Designing a system for inference with LLMs requires consideration of the hardware, particularly GPUs and potentially CPUs.

vSphere optimizes the parallel processing architecture of GPUs for AI computing in virtualized environments, such as deep learning, which involve intensive mathematical operations on large datasets. In vSphere, you can distributed tasks across multiple GPU cores, relying on parallelization to improve GPU performance and streamline inference processes. vSphere also optimizes GPU use by supporting direct access to GPU resources from virtual machines through technologies, such as NVIDIA vGPU (time-sliced or MIG) or VMDirect Path I/O.

Consider these guidelines:

  • Large Memory Capacity: To accommodate the size of LLMs, choose GPUs with large memory capacities. For instance, models like Mistral-7b served by vLLM might consume almost 37 GB of VRAM. Larger models like Mistral 8×7B might require 7-8 times more VRAM.
  • GPUs that support Brain Floating Point 16 (BF16) are recommended because they provide an optimal balance between performance and precision. You can use BF16 for faster computations for the extensive processing demands of large language models. You can achieve quicker training and inference times without a significant sacrifice in accuracy.
Table 1. Examples GPUs for Inference
GPU Architecture Memory Usage
NVIDIA GPUs NVIDIA H100 Tensor Core GPU Hopper Up to 80 GB HBM3
  • Upper range of LLM sizes exceeding the 30 billion parameters range
  • High-performance inference with large batch sizes
NVIDIA A100 Tensor Core GPU Ampere 40 GB or 80 GB HBM2e
  • High-performance inference
  • Middle-range LLMs (between 7 and 13 billion parameters) and embedding models
  • Versatile deployment options
NVIDIA L40 GPU Ada Lovelace 48 GB GDDR6X
  • Middle-range LLMs (between 7 and 13 billion parameters) and embedding models
  • Workstations and edge deployments
  • Real-time inference with lower power consumption

Table 2. Design Decisions on Accelerators for Private AI Ready Infrastructure for VMware Cloud Foundation

Decision ID

Design Decision

Design Justification

Design Implication

AIR-ACCELERATE-001

Select GPUs with high memory bandwidth

AI workloads require high memory bandwidth to efficiently handle large amounts of data. Look for GPUs with high memory bandwidth specifications.

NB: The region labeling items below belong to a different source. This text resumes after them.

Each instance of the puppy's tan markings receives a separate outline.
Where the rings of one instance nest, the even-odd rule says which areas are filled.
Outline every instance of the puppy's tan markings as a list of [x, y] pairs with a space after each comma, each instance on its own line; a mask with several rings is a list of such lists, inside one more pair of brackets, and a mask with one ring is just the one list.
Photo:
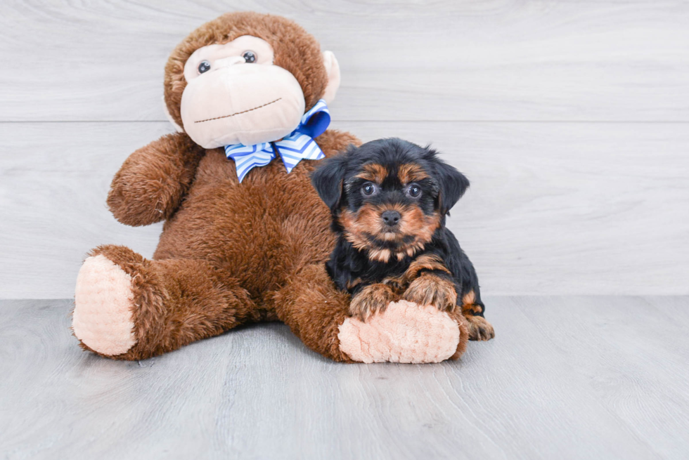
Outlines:
[[347, 289], [352, 289], [361, 284], [361, 279], [350, 280], [347, 282]]
[[469, 329], [469, 340], [485, 341], [495, 337], [493, 325], [482, 316], [464, 315]]
[[361, 172], [355, 177], [374, 183], [381, 184], [387, 177], [388, 171], [385, 166], [378, 163], [367, 163], [361, 167]]
[[424, 273], [411, 282], [403, 298], [420, 305], [432, 305], [441, 311], [452, 311], [457, 303], [457, 291], [449, 280]]
[[487, 341], [495, 337], [493, 325], [482, 316], [483, 307], [475, 303], [476, 293], [470, 291], [462, 297], [462, 314], [467, 320], [469, 340]]
[[409, 264], [409, 267], [404, 272], [404, 278], [411, 281], [417, 278], [419, 272], [423, 270], [441, 271], [451, 275], [440, 257], [436, 254], [423, 254], [417, 257]]
[[378, 312], [385, 311], [396, 296], [389, 286], [382, 283], [369, 284], [356, 293], [349, 303], [349, 315], [366, 322]]
[[405, 163], [397, 169], [397, 177], [399, 181], [406, 185], [412, 182], [427, 179], [428, 174], [418, 164]]
[[[396, 232], [383, 228], [380, 215], [385, 211], [397, 211], [401, 215], [399, 226]], [[413, 257], [423, 251], [433, 237], [433, 234], [440, 226], [440, 214], [425, 214], [416, 206], [404, 206], [399, 204], [374, 206], [364, 204], [357, 212], [347, 208], [340, 210], [337, 221], [344, 229], [344, 237], [352, 246], [359, 250], [367, 250], [368, 258], [372, 261], [387, 263], [394, 256], [398, 261], [406, 256]], [[411, 241], [405, 242], [406, 237], [412, 236]], [[371, 238], [381, 242], [396, 243], [394, 249], [382, 247]]]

  • The cost of the solution is increased.
  • GPU choice might be limited.

AIR-ACCELERATE-002

Select GPUs with large memory capacity.

To handle efficiently LLMs, select GPUs equipped with substantial memory capacities. LLMs containing billions of parameters demand significant GPU memory resources for model fine-tuning and inference.

  • The cost of the solution is increased.
  • GPU choice might be limited.

AIR-ACCELERATE-003

Evaluate and compare compute performance of the available options of GPUs.

Assess the GPU's compute performance based on metrics like CUDA cores (for NVIDIA GPUs) or stream processors (for AMD GPUs). Higher compute performance provide support for faster model training and inference, particularly beneficial for complex AI tasks.

  • The cost of the solution is increased.
  • GPU choice might be limited.

AIR-ACCELERATE-004

Evaluate cooling and power efficiency of GPUs.

To manage the strain large language models place on GPUs, prioritize systems with efficient cooling and power management to mitigate high power consumption and heat generation.

You must select server platforms focused on GPU.